Background

Application of human mesenchymal stem cells (MSCs) is considered one of the future key factors for improving the healing environment in rotator cuff repair (RCR). MSC´s potential for self-renewal and ability to differentiate into bone, tendon and cartilage may enhance tendon to bone healing. However a practicable biological carrier (extracellular matrix - ECM) is needed to localize and maintain a high concentration of cells at the site of the repair zone. The purpose of this study was to examine the reaction of human MSCs in culture to currently available scaffold materials compared to native tendon tissue as a control. The hypothesis was that currently available ECMs would be suitable for cell application but demonstrate significant differences in MSC adhesion, proliferation, and viability.

Methods

Human bone marrow aspirated from the proximal humerus was used to isolate and culture MSCs. MSCs were defined by 1) their colony forming potential; 2) their ability to differentiate into tendon, cartilage, bone and fat tissue; and 3) by FACS analysis (CD73+, CD90+, CD105+; CD45-).
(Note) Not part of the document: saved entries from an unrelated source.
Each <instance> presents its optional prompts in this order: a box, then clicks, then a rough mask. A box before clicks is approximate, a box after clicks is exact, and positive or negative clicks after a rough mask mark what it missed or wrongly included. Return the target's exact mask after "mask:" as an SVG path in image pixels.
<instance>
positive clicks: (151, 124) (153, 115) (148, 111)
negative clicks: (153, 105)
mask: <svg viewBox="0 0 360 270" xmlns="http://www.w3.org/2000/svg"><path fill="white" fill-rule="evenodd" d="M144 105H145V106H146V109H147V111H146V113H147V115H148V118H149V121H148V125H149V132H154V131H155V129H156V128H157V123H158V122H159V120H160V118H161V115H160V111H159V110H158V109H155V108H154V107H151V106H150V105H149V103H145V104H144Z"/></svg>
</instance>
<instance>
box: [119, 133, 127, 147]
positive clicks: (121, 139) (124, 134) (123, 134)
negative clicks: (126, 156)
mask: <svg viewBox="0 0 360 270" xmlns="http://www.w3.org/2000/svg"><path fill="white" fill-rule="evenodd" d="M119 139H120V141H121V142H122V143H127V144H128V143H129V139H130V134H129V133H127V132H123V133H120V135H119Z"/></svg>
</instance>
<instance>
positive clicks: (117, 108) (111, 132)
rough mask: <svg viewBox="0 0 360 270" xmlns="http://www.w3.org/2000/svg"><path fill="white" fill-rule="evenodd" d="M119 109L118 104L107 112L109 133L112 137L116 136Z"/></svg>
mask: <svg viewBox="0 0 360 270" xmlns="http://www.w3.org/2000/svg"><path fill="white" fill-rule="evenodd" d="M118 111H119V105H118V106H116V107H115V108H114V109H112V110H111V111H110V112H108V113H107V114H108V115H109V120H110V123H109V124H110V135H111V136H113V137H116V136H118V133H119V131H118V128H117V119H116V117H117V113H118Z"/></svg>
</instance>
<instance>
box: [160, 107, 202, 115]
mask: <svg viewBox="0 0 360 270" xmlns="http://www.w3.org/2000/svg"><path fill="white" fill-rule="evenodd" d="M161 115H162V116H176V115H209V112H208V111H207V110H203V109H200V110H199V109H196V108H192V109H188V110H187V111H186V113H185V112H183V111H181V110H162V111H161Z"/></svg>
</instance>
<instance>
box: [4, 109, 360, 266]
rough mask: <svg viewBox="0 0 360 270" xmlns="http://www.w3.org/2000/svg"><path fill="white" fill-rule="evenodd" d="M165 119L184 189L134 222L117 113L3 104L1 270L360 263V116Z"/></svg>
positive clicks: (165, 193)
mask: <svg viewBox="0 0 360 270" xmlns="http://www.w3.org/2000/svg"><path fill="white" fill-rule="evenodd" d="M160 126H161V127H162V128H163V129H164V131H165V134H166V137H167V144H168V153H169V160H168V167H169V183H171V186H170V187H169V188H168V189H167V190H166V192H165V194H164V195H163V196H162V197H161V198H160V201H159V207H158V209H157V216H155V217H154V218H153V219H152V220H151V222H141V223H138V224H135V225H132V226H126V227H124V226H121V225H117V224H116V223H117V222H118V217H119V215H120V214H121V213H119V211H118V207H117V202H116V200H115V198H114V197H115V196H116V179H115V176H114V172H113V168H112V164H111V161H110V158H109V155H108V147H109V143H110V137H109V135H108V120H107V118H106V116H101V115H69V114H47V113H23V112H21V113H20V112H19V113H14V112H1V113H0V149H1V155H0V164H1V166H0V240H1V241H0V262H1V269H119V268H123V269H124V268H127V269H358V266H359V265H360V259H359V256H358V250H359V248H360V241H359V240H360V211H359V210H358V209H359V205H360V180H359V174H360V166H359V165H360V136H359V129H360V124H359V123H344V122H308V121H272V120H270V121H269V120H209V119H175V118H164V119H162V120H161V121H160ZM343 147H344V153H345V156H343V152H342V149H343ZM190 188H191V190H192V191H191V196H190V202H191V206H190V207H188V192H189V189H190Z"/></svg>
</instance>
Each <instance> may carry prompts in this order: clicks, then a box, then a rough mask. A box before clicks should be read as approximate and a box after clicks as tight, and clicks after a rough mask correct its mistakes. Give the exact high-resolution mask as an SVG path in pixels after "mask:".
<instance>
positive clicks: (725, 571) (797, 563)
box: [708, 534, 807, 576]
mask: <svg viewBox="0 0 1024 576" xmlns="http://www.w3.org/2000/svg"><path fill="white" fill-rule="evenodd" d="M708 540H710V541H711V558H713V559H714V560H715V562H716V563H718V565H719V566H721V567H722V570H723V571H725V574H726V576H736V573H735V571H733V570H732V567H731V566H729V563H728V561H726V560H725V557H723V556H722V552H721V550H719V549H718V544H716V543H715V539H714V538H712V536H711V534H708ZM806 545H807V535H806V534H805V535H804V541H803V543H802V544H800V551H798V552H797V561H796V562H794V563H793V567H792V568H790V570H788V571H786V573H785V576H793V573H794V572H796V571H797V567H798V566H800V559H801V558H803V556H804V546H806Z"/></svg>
ECM-Samples (5x5mm2) were taken from fresh frozen human RC tendon, human highly cross-linked collagen membrane (Flexigraft®), porcine non-crosslinked collagen membrane (Mucograft®), a human platelet rich fibrin matrix (PRF-M) and a fibrin matrix based on platelet rich plasma (ViscoGel®). Each sample was soaked for 30 min. in the MSC solution (450x103cells/0.1ml) and then transferred into control media. Cells were analyzed for adhesion (24h); thymidine assay (disintegrations per minute) was obtained to examine cell proliferation (96h) and live/dead stain (calcein-AM/ethidium homodimer-1) was evaluated with confocal-microscopy (Zeiss LSM510) for viability (168h). Histology (H&E) was performed after 21 days and the unloaded scaffolds were scanned with electron microscopy to calculate pore sizes and visualize microstructure. ANOVA & Tukey post hoc tests were performed for statistical analysis.

Results

From cell colonies isolated MSCs were successfully differentiated into bone, tendon, cartilage and adipogenic cell lines. FACS analysis showed MSCs to be over 98.4% positive for the characteristic MSC markers CD73, CD90 and CD105. These cells were also less than 0.05% positive for CD45, indicating the cell population was almost exclusively MSCs. A significantly greater number of cells adhered to both Mucograft® and PRF-M. Cell activity (proliferation) was significantly higher in the Mucograft® compared to PRF-M and Viscogel®. There were no significant differences found in the results of the Live/Dead assay. The morphology of native human rotator cuff tissue was found on average to have a porosity range of 20-30% using a porosimeter. The non-crosslinked collagen ECM was shown to have a more open porous structure with porosity in the 60-70% range.Porosity of the highly crosslinked collagen ECM and fibrin matrices was found to be in the same range as the native rotator cuff tissue

Conclusion

Differences comparing the various types of ECMs existed indicating that surgeons should be aware of the particular properties of each ECM. This allows selection of ECMs based on their specific features (e.g. highly crosslinked for more biomechanical properties vs. non-crosslinked for their biological properties). Results of this study may be utilized as a basis for further animal or clinical studies on the application of mesenchymal stem cells for improved healing in RC-repair.